I have used hisat2 for my alignment for mouse genome and most of them were above 90% , them i converted the same file to bam and then sorted and indexed it. but when I used featureCounts to generate counts only around 35-65% of the sequences are getting annotated.Kindly help me through this if possible. The counts are
Status sorted_CC1.bam
Assigned 81909834
Unassigned_Unmapped 7465379
Unassigned_Read_Type 0
Unassigned_Singleton 0
Unassigned_MappingQuality 0
Unassigned_Chimera 0
Unassigned_FragmentLength 0
Unassigned_Duplicate 0
Unassigned_MultiMapping 32127770
Unassigned_Secondary 0
Unassigned_NonSplit 0
Unassigned_NoFeatures 101236787
Unassigned_Overlapping_Length 0
Unassigned_Ambiguity 0
How will i improve it?
Seems like most of your reads are in genomic regions that have no annotation. Have you tried exploring through a genome browser (i.e. IGV) or by extracting the reads that are not overlap with exons?

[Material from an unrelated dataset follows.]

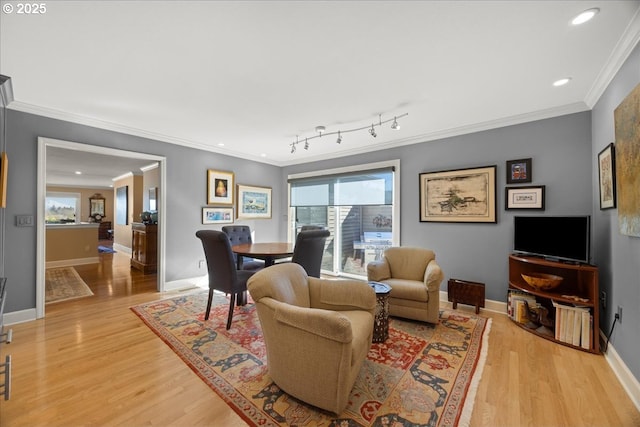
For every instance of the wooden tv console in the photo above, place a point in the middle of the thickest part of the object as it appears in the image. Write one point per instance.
(577, 296)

i am very new to this data handling, can you please guide mw how should i do that and how will that help me.
I haven't done it myself but I can point you to the tools but you will have to do the heavy lifting yourself. I recommend checking out
bedops
to convert your annotation file to bed and to get a complement annotation (everything that is not exon). Then you want to start looking atsamtools view
to extract all the alignments within those regions before starting to make any assumptions. There are plenty of answers that already cover this so just search the forum and you will for sure find the answers.As noted below use Integrated Genome Viewer (IGV). Quick start guide: https://igv.org/doc/desktop/#QuickStart/
There is a more detailed user guide linked in left pane.

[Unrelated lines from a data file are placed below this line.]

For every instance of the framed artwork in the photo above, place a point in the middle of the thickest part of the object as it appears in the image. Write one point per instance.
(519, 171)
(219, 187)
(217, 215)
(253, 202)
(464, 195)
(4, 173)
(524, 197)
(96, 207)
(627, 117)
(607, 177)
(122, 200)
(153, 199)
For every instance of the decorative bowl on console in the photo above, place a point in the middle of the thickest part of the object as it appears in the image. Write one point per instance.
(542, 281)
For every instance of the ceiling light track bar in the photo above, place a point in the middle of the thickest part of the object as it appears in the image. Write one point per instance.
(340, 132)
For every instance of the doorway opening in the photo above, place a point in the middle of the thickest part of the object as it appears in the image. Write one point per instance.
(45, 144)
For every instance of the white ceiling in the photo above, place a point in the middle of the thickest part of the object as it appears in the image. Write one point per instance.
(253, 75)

This is the command i had used, any modifications that i can do to get a better count?
With new versions of
featureCounts
you also need to add the following option when you have paired end reads and use-p
after adding that also, no such improvement in the %assigned
Since we can't access/see your data you are going to need to diagnose the issue yourself or ask for local help. You could also use
salmon
( https://salmon.readthedocs.io/en/latest/ ) with a set of latest mouse transcriptome to see if you get better results. Assuming all of your samples have similar assignments you could move forward with the analysis and see what you get. If there is a real problem with the data (e.g. bad libraries, DNA contamination etc) no bioinformatics magic will fix that.